Publishers insist that young boys are tougher to target than young girls, because of their “minimal” reading habits and also because of short attention spans. Publishing director of EMAP’s Max Power, and a former publisher of Match, Steve Prentice says: “At EMAP we have looked into the possibility of launching titles about skateboarding and other similar activities, but have always found that it is hard to talk to eightto 12-year-olds because it is difficult to keep track of what they really want.
“Even though Match has sustained well in that market, I know that it is very difficult to talk to young boys about football in a magazine format.”
The BBC has also encountered difficulties in catering for boys aged eight to 12 years old. In 1999, the BBC launched a general interest title for boys called FBX (For Boys eXclusively) – published every four weeks and costing 99 pence. It offered comic strips linked to TV favourites such as Goosebumps and Wacky Races, but only lasted two years.
IPC has also made a number of changes to its Shoot magazine in a bid to increase appeal among its target market. IPC acquired soccer title 90 Minutes from Dennis Publishing in 1992, and merged it with Shoot in 1997, a title catering to a similar market. Shoot began as a weekly but is now a monthly magazine for young football fans.

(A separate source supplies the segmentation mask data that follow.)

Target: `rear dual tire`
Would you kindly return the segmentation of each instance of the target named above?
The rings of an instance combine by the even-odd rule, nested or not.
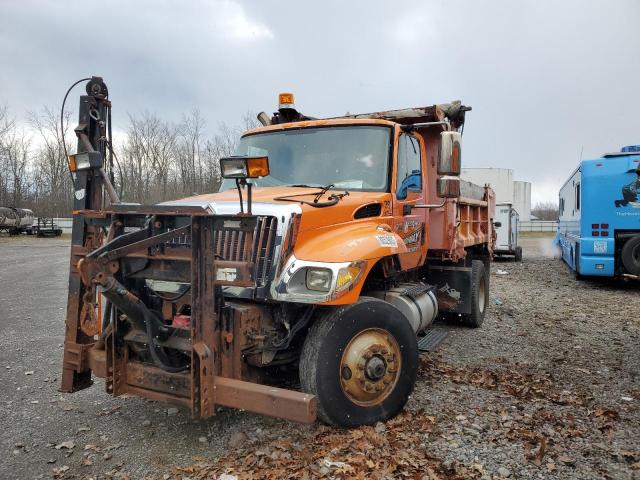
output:
[[[522,247],[520,247],[520,246],[516,247],[515,261],[516,262],[521,262],[522,261]]]
[[[471,313],[462,315],[467,327],[479,328],[489,305],[489,269],[482,260],[471,261]]]

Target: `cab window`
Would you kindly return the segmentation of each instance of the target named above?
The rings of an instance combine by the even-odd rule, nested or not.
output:
[[[422,191],[420,143],[413,135],[403,133],[398,139],[398,176],[396,198],[404,200],[407,192]]]

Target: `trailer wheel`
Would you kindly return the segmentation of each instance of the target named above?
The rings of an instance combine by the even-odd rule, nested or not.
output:
[[[522,247],[521,246],[517,246],[516,247],[515,259],[516,259],[516,262],[521,262],[522,261]]]
[[[471,328],[478,328],[484,322],[489,305],[489,272],[482,260],[471,261],[471,313],[462,315],[462,322]]]
[[[394,306],[362,297],[326,310],[300,355],[302,389],[316,396],[318,418],[354,427],[395,416],[413,391],[416,335]]]
[[[632,275],[640,275],[640,235],[627,240],[620,254],[622,264]]]

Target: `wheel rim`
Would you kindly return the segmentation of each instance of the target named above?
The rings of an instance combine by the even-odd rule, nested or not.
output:
[[[486,301],[487,286],[485,285],[484,278],[480,280],[480,287],[478,288],[478,310],[480,313],[484,312],[484,306]]]
[[[388,331],[369,328],[359,332],[344,349],[340,361],[340,386],[353,403],[377,405],[393,391],[402,355]]]

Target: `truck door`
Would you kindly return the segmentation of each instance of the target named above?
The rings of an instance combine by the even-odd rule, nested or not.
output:
[[[419,136],[401,133],[395,169],[394,231],[404,240],[408,252],[400,256],[402,269],[415,268],[427,253],[426,215],[423,208],[411,205],[425,203],[424,144]]]

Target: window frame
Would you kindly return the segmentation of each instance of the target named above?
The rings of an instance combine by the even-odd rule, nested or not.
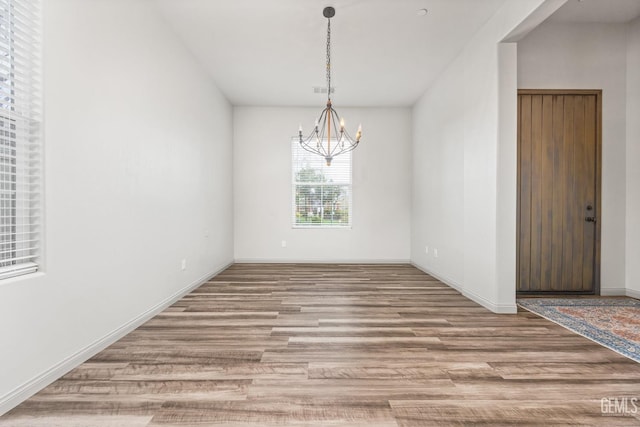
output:
[[[0,281],[42,266],[42,3],[0,0]]]
[[[320,156],[310,153],[306,151],[303,147],[300,146],[299,137],[291,138],[291,227],[293,229],[305,229],[305,230],[326,230],[326,229],[351,229],[353,227],[353,156],[352,152],[349,151],[347,153],[341,154],[339,157],[339,161],[344,161],[345,158],[348,158],[348,183],[332,183],[332,182],[318,182],[318,181],[309,181],[309,182],[298,182],[296,180],[296,174],[298,170],[296,170],[296,154],[302,153],[308,156],[316,156],[320,159],[322,166],[321,170],[324,168],[331,168],[332,166],[324,165],[324,159]],[[338,158],[334,159],[334,164],[336,163]],[[298,186],[340,186],[347,187],[347,215],[348,221],[346,223],[336,223],[336,222],[320,222],[320,223],[298,223],[297,222],[297,212],[298,212],[298,200],[296,197],[296,190]]]

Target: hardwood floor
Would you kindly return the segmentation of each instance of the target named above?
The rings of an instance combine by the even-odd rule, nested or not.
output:
[[[0,426],[640,424],[625,397],[640,364],[411,266],[236,264]]]

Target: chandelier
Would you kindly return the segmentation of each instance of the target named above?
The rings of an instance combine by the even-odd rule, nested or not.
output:
[[[298,129],[300,145],[310,153],[324,157],[327,166],[335,156],[348,153],[358,146],[362,136],[362,125],[358,127],[355,139],[344,127],[341,119],[331,104],[331,18],[336,14],[332,7],[325,7],[322,14],[327,18],[327,106],[306,138],[302,136],[302,125]]]

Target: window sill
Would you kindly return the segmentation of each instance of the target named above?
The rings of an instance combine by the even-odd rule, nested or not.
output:
[[[0,282],[4,282],[7,279],[13,279],[17,277],[32,275],[38,272],[38,264],[28,262],[20,264],[16,267],[3,267],[0,268]]]
[[[350,225],[293,225],[291,228],[295,230],[351,230]]]

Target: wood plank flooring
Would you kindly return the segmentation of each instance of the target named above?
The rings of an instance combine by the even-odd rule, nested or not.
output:
[[[236,264],[0,426],[640,424],[625,397],[640,364],[414,267]]]

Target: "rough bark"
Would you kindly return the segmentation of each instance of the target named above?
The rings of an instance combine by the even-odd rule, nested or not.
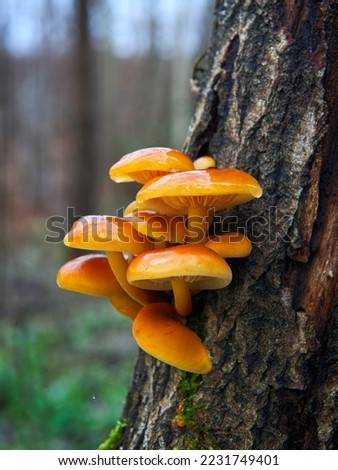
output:
[[[195,299],[210,374],[140,352],[122,448],[337,448],[336,31],[331,1],[216,2],[184,149],[261,183],[231,212],[254,249]]]

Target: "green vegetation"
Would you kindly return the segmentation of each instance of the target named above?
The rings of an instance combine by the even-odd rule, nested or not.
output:
[[[208,429],[204,424],[203,402],[196,402],[196,392],[203,383],[203,377],[189,372],[180,372],[177,391],[182,398],[177,414],[173,419],[173,427],[181,429],[179,439],[181,445],[176,449],[204,450],[212,449],[213,443]]]
[[[0,317],[0,448],[96,449],[121,416],[131,322],[105,299],[56,286],[58,246],[26,246],[7,269]]]
[[[133,359],[118,351],[124,321],[100,307],[69,312],[69,328],[2,328],[1,448],[93,449],[118,420]]]
[[[118,421],[115,428],[110,431],[108,438],[99,446],[99,450],[117,449],[122,431],[126,426],[127,421],[125,419],[123,419],[122,421]]]
[[[175,420],[181,424],[191,425],[194,422],[194,413],[197,409],[203,408],[203,405],[195,405],[194,394],[203,383],[203,378],[198,374],[191,374],[190,372],[180,372],[181,380],[177,385],[177,390],[182,396],[183,400],[180,404],[180,410],[175,416]]]

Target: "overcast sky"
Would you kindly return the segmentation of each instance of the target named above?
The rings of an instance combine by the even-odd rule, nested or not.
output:
[[[108,43],[121,57],[142,54],[149,49],[151,20],[159,54],[171,56],[178,49],[195,54],[214,3],[213,0],[95,2],[102,5],[91,18],[97,45]],[[67,20],[72,4],[72,0],[0,0],[0,25],[7,48],[14,54],[26,55],[48,41],[50,47],[62,51],[67,43]]]

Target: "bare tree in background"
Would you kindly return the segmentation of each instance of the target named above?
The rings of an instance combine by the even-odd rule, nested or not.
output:
[[[95,154],[95,92],[93,51],[90,34],[91,0],[74,0],[76,17],[71,74],[71,118],[73,128],[68,205],[77,215],[95,212],[97,155]]]
[[[258,179],[231,213],[256,243],[194,304],[213,371],[140,352],[118,446],[338,447],[337,26],[330,0],[216,2],[184,150]]]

However, children’s magazines are still seen to have potential, and successful adult publisher John Brown Citrus Publishing is about to enter the market after acquiring specialist children’s publisher Act-Two (MW last week).
The industry sees the launch of Turbo as yet another attempt to encourage boys to read and lure them away from video games, which have supplanted comics in terms of vibrancy, immediacy and excitement. Games allow youngsters to become the protagonists in their own action, sport – and even driving – adventures.
Magazine experts do concede that while magazine demand currently lies with titles about computer games and football, boys are becoming interested in specific interests such as motoring. BBC Top Gear Turbo might make it to pole position on the magazine racks, but it must keep a close eye on responsible coverage in case, at some future court hearing, a juvenile blames the magazine for influencing his boy-racing antics.